1998-02-16-15:58:57 Paul D. Robertson:
> 1998-02-16 Bennett Todd wrote:
> > If you're getting a systems security audit, then the results should
> > teach you something. If they don't then whoever paid for it was wasting
> > their money.
> Not necessarily, there are times when you're doing all you can with what
> you have, and the point of the audit is to ensure that you're "playing by
> the rules" and doing all you can with what you have.
Being told by an outsider, after independant examination, that you're
doing the best that can be done to achieve your documented security
goals --- that's worth a bunch! I've only had that happen once. It's a
real treat. Plus, getting an outside auditor to endorse goals and
strategies can be a powerful reinforcement; for instance, they can throw
their weight behind a major OS upgrade when some people are stalling.
> > I speak from recent personal experience. We had one audit come roaring
> > through, complete waste of time, [...]
> Not a complete waste if you updated your auditing requirements, no?

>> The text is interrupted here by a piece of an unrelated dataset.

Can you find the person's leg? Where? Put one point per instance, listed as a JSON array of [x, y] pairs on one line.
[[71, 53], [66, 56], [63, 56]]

Good point! Somehow I hadn't managed to think about it that way,
becore...but yup, if you succeed in learning from mistakes then they are
no longer a _complete_ waste of time. Might not be the shortest and most
efficient route to get where you're going, but at least you can turn 'em
into progress after a fashion.
> > Next time and audit came around, we insisted on interviewing the people
> > who would be auditing us, grilling them to make sure they understood the
> > tools we were using to implement our security structure. Our stance was
> > that unless they knew enough to be able to understand our security
> > implementation, they couldn't analyze it for flaws and criticise it
> > inteligently. Worked like a champ.
> How many interviewees did you have to go through for this?
We had protracted discussions with teams fielded by two major auditing
firms --- and they knew what we were attempting to do up front, when
they were proposing their teams. Either one of them could have done a
decent job, we picked the one that seemed to have more depth in our
technology. But just by insisting that we had to be able to learn from
our auditors, and insisting on interviewing them to check this point, we
got a whole different grade of people.
> > The rule is simple: don't waste money getting audited by people who know
> > less than you do.
> That doesn't leave you with a very big audit pool...
Not a huge one, no, but big enough. They don't have to know more than
you do about every detail; they need to know enough to give a reasonable
overall examination and evaluation of your setup, and they need to have
enough depth so they'll know some useful details you don't.